This article is more than 10 years old
Royal Opera House, London
A sublime performance, stripped of Christian references, of a totally involving if problematic opera

The Royal Opera has waited until almost the end of the Wagner bicentenary year to make its contribution to the celebrations, but in every respect it has been well worth the wait. Musically this is a very fine account of Parsifal indeed, while Stephen Langridge's new production confronts this troubled and troubling piece unflinchingly, even if inevitably it raises almost as many questions about the work as it answers.

The more or less 21st-century world that Langridge and designer Alison Chitty invent for the sacred drama is one freed of as many explicitly Christian trappings as possible. Langridge's synopsis in the programme does talk about the "Grail community", but that's all, and while there is little he can do about the references in the text, visually there is nothing specific. The Buddhist element in Wagner's concept is played down just as much, but the community, led by Gerald Finley's bed-ridden Amfortas, into which Simon O'Neill's Parsifal blunders is still clearly bound together by shared beliefs connected with whatever their "grail" is, a bond manifested in the gruesome blood ritual enacted at the end of the first act. Clearly it's a society at war, too, sending a group of armed paramilitaries off into action at the end of that act, and apparently critically weakened by their efforts when Parsifal returns in the third.

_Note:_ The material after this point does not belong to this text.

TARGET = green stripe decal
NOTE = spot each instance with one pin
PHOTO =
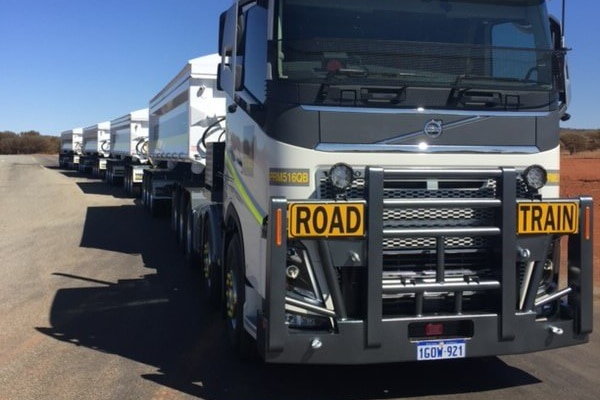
(241, 189)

Despite some puzzling anomalies – why do so many of the "grail knights" wear spectacles? – it's certainly a dramatically consistent world, dominated by the intensive-care cubicle in which Amfortas is contained, and hardly altering even for the deliberately unexotic realm – flower maidens in headscarves – that Willard White's Klingsor rules in the second. And instead of ignoring or sidestepping the more unsavoury aspects of the libretto, Langridge does attempt to tackle many of them, sometimes in lurid detail, so that the disjunction between them and Wagner's sublime music is often disturbingly clear.

There's no doubt of that sublimity in this performance either. Antonio Pappano's approach is both diaphanous and radiant, wrapping the vocal lines in veils of string tone and investing the brass statements with unshakeable authority, though perhaps he does slightly underplay the sense of numbed tragedy in the extraordinary prelude to the third act. Vocally the standard is set by René Pape's immaculate, intense Gurnemanz, who makes every syllable in his narrations matter; O'Neill's shambling Parsifal, his tone slightly raw-edged, is perfectly suited to the production, while Finley manages to bring a dimension of nobility to Amfortas's sufferings, and Angela Denoke's tirelessly sung Kundry is the perfect mixture of the chilly and the unattainably seductive. Every one of them is a fully rounded, fully imagined character, and part of a totally involving, if sometimes problematic unity.